To bolster his argument, Gelerntner quotes the famous stylist E.B. White:

“The use of he as a pronoun for nouns embracing both genders is a simple, practical convention rooted in the beginnings of the English language. He has lost all suggestion of maleness in these circumstances. The word was unquestionably biased to begin with (the dominant male), but after hundreds of years it has become seemingly indispensable. It has no pejorative connotations; it is never incorrect.”

It’s a pretty slick argument, first acknowledging the history of bias and then negating it in a single breath. White might also have pointed out that languages that are much more fastidious than English about gender specificity (like Spanish and French) default to the masculine pronoun. But they’re also in the habit of assigning gender to all objects so that gender isn’t always about sex, like it is in English. The generic he substituting for everything indefinite in the world still struck me as suspicious. So I decided to dig around in various writing guides.

Going directly to Strunk and White’s The Elements of Style, I found this:

The use of he as a pronoun for nouns embracing both genders is a simple, practical convention rooted in the beginnings of the English language. Currently, however, many writers find the use of the generic he or his to rename indefinite antecedents limiting or offensive. Substituting he or she in its place is the logical thing to do if it works. But it often doesn’t work, if only because repetition makes it sound boring or silly.

The Chicago Manual of Style says:

On the other hand, it is unacceptable to a great many readers either to resort to nontraditional gimmicks to avoid the generic masculine (by using he/she or s/he, for example) or to use they as a kind of singular pronoun. Either way, credibility is lost with some readers. What is wanted, in short, is a kind of invisible gender neutrality.

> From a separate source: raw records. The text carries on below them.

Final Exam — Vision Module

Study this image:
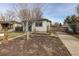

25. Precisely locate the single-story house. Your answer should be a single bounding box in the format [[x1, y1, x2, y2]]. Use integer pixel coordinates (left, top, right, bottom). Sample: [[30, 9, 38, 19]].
[[22, 18, 51, 33], [0, 21, 22, 31]]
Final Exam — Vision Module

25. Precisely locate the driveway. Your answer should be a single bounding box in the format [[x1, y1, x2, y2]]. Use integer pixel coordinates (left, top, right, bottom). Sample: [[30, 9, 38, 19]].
[[56, 32, 79, 56]]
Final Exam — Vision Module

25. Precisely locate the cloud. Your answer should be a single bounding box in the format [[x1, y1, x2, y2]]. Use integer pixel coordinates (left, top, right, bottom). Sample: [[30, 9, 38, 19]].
[[43, 3, 77, 15], [43, 15, 64, 24], [51, 17, 64, 24], [42, 3, 78, 23], [0, 3, 78, 24]]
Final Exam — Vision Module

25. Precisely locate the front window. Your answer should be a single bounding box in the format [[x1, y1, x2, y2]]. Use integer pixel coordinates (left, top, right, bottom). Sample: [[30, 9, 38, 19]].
[[35, 21, 42, 27]]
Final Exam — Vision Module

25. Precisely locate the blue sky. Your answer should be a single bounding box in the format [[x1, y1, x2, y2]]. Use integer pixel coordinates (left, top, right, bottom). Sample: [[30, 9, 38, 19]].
[[42, 3, 78, 24], [0, 3, 78, 24]]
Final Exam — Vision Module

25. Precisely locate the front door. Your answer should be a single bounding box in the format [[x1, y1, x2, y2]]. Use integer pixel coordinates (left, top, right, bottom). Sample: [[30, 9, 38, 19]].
[[28, 24, 32, 31], [28, 22, 32, 32]]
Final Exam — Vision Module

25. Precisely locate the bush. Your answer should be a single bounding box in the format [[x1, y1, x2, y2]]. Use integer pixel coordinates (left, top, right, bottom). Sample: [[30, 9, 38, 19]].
[[15, 26, 23, 32]]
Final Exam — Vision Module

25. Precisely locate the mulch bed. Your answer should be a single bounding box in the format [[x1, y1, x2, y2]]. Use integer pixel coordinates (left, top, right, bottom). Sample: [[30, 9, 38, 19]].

And the MLA’s A Pocket Style Manual makes this statement:

Sexist language is language that stereotypes or demeans men or women, usually women. Such language arises from stereotypical thinking, from traditional pronoun use, and from words used to refer indefinitely to both sexes.

So the consensus is clear: In most cases careful, thoughtful editing will do the trick.

The MLA sums it up succinctly:

  1. Replace they with he or she (or their with his or her);
  2. make the singular antecedent plural; or
  3. rewrite the sentence.

If you’re still opposed, check out some of the strange alternatives in the March/April 2008 issue of Mother Jones, page 23, Gender Enders. I’m pretty sure Gelerntner would find these tricks even more obnoxious.